An aged accounts receivable (AR) report can help you identify accounts with overdue receivables. It can help you stay on top of your AR to ensure that you are prioritizing collection efforts based on their relative ages.
Here’s a sample of what your AR data might look like, showing customers, invoice dates, due dates, and amounts:
Using a pivot table, we can summarize these details to determine how old the AR is, and create a report to help us stay on top of overdue accounts.
Creating the accounts receivable table
First, I’ll convert this data into a table, and call it tblAR. By creating a table, it will make it easy to add to the data and update it, and for the pivot table to refresh easily as new data is entered. Next, I’ll add a column to calculate the number of days past due. The formula for that is as follows:
=IF([@[Due Date]]>TODAY(),0,TODAY()-[@[Due Date]])
Now my table shows the number of days past due. And since it uses the TODAY() function, it will automatically update.

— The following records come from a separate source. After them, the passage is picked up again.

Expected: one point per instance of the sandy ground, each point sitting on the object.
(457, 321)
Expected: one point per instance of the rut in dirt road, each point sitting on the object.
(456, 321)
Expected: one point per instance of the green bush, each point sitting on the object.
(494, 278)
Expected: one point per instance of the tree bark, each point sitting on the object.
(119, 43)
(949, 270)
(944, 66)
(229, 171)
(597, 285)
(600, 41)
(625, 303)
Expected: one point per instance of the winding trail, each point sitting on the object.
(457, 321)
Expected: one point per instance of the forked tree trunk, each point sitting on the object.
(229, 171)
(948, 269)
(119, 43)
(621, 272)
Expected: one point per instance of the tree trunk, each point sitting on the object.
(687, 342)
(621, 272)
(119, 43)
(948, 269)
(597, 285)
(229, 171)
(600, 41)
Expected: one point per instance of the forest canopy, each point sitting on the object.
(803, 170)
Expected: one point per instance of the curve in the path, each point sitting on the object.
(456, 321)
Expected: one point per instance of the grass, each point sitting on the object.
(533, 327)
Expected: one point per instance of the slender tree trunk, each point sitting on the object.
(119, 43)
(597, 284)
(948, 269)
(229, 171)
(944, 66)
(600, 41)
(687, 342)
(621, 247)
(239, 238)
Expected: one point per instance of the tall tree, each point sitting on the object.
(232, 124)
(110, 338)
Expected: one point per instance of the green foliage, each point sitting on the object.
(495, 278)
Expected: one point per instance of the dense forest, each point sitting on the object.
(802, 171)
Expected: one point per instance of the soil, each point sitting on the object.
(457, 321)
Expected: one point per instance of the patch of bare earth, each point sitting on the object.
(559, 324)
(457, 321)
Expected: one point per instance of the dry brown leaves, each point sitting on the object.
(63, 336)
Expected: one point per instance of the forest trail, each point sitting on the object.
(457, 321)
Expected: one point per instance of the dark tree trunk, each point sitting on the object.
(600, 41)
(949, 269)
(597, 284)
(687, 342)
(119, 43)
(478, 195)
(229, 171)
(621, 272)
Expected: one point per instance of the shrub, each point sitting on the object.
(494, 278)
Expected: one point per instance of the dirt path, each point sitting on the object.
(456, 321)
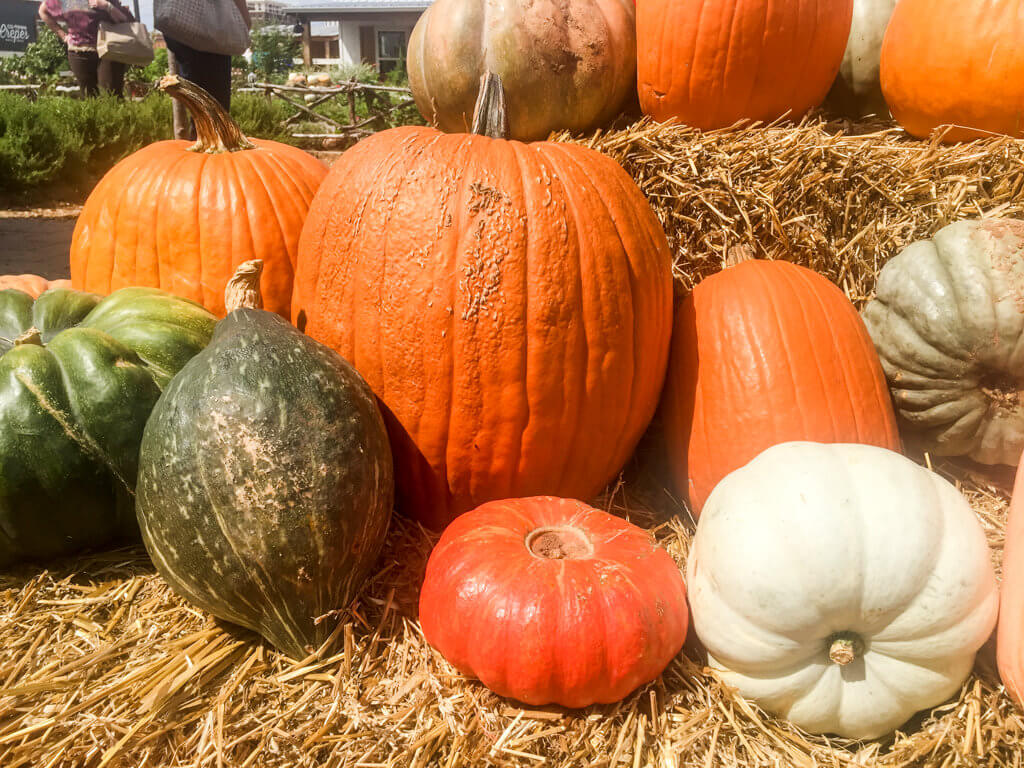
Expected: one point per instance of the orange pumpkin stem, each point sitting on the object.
(243, 291)
(737, 255)
(491, 116)
(215, 130)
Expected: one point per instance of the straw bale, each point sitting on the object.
(100, 665)
(837, 197)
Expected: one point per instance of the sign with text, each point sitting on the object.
(17, 25)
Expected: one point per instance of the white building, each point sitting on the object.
(347, 32)
(266, 10)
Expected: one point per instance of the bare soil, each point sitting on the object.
(37, 241)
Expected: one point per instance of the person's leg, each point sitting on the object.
(112, 77)
(85, 66)
(211, 72)
(219, 68)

Next, I need to create a lookup table for the aging, which I’ve setup as follows:
Then, I’ll create a lookup formula to determine what the description should be based on how old the receivable is. In my spreadsheet, the lookup table is in columns H and I. The following formula will pull in the ‘description’ field:
=VLOOKUP([@[Days Past Due]],H:I,2,TRUE)
Now I have a complete table that shows the correct aging category based on the days past due:
Setting up the pivot table
Once the data is ready to go, the next step is to create the pivot table. When putting the Aging Category in the Rows section and the Amount in the Values section, this is what the pivot table looks like:
This gives me a broad high-level overview of the overall aging. However, I can also set this up so that it breaks it down by customer. For that setup, I can put the Customer Name field in the Rows section, and the Aging Category going across in columns:
I have dragged the ‘Current’ value to the front to ensure that the text value is at the start. Next, I will create a chart to help visually show the aged AR data. Since there are multiple aging categories per customer, a stacked column chart is ideal in this situation. Then, after applying custom formatting colors to each aging category, I have a visual representation of the AR aging chart:
If you have a lot of customers and can’t fit all of them on a single chart, you could insert a slicer to make it easy to select one or multiple customers.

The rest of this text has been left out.